Saying that he and his colleagues at ATV and A Haber started covering the events as they happened, he added that FETÖ militants tried to enter the studio.
“FETÖ militants embedded in the army tried to enter our studio. All of them are still being tried today,” he said.
“The president gave a speech live on our channel,” the journalist said, pointing to President Erdoğan’s remarks in which he called on the people via FaceTime to stand against the coup.
“That’s a structure directly linked to Fetullah Gülen himself, and they tried to overthrow the democratically elected government of Turkey. But the Turkish nation has shown such a resolve which was never seen before,” Altınok added.

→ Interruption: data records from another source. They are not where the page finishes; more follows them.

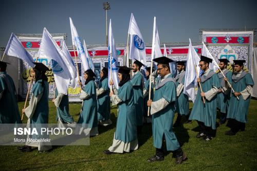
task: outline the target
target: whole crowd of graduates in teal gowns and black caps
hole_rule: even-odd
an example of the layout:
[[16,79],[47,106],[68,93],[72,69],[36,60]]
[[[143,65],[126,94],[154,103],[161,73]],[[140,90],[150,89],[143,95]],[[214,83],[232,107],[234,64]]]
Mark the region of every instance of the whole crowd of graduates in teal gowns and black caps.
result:
[[[165,151],[172,151],[175,156],[175,163],[181,164],[187,160],[186,153],[182,150],[174,134],[173,127],[181,126],[181,118],[185,117],[185,123],[197,121],[200,131],[196,138],[206,141],[213,140],[213,130],[218,124],[224,124],[230,128],[227,136],[233,136],[238,131],[244,131],[247,123],[247,113],[251,99],[252,87],[254,85],[252,75],[243,70],[244,60],[234,60],[233,72],[227,69],[229,61],[219,60],[221,72],[214,72],[209,69],[212,60],[201,56],[199,67],[203,71],[197,79],[197,95],[193,108],[189,110],[189,97],[183,93],[186,74],[186,61],[177,61],[176,75],[170,71],[169,63],[173,60],[162,56],[153,60],[157,63],[156,70],[144,66],[141,62],[135,61],[132,68],[118,66],[119,88],[115,86],[110,90],[108,85],[114,85],[113,81],[108,82],[108,69],[102,68],[101,80],[97,85],[95,73],[88,69],[84,72],[84,84],[80,99],[82,109],[78,124],[87,124],[90,128],[90,136],[97,136],[98,126],[108,126],[111,121],[111,104],[118,106],[118,117],[116,130],[111,146],[104,153],[130,153],[138,149],[138,135],[142,132],[144,123],[152,123],[153,146],[156,154],[146,159],[148,162],[161,161],[164,159]],[[6,73],[8,63],[0,62],[0,123],[21,123],[21,115],[17,106],[15,86],[12,78]],[[32,95],[29,106],[22,109],[28,117],[28,124],[48,123],[48,82],[45,72],[49,70],[42,63],[34,63],[31,75],[34,78]],[[145,67],[147,80],[144,82],[141,67]],[[131,70],[133,77],[131,77]],[[232,85],[233,91],[230,88]],[[151,89],[150,89],[151,87]],[[202,92],[201,92],[202,89]],[[149,93],[151,91],[151,100]],[[58,125],[68,124],[76,127],[75,120],[69,114],[68,95],[58,93],[56,89],[55,98],[52,100],[57,107]],[[112,102],[112,103],[111,103]],[[40,105],[38,105],[40,104]],[[150,115],[148,116],[148,108]],[[221,113],[219,123],[216,123],[217,109]],[[173,119],[177,113],[177,119]],[[83,134],[85,127],[77,128],[79,134]],[[31,151],[31,147],[38,147],[39,151],[47,151],[51,146],[40,143],[26,143],[18,147],[21,151]]]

Altınok said the resistance against the coup included people from all walks of life and all ideologies.
“Not only a segment of the Turkish nation, but people from all ideologies and world views stood against the coup that night,” he said.
“It’s been four years since the coup attempt. Turkey may well have used its justifiable self-defense in a much harsher and stricter way but it hasn’t. Turkey abides by international law,” Altınok added.
“Coups are not a danger only for Turkey. Defending civilian politics and democracy is a collective effort,” the journalist said.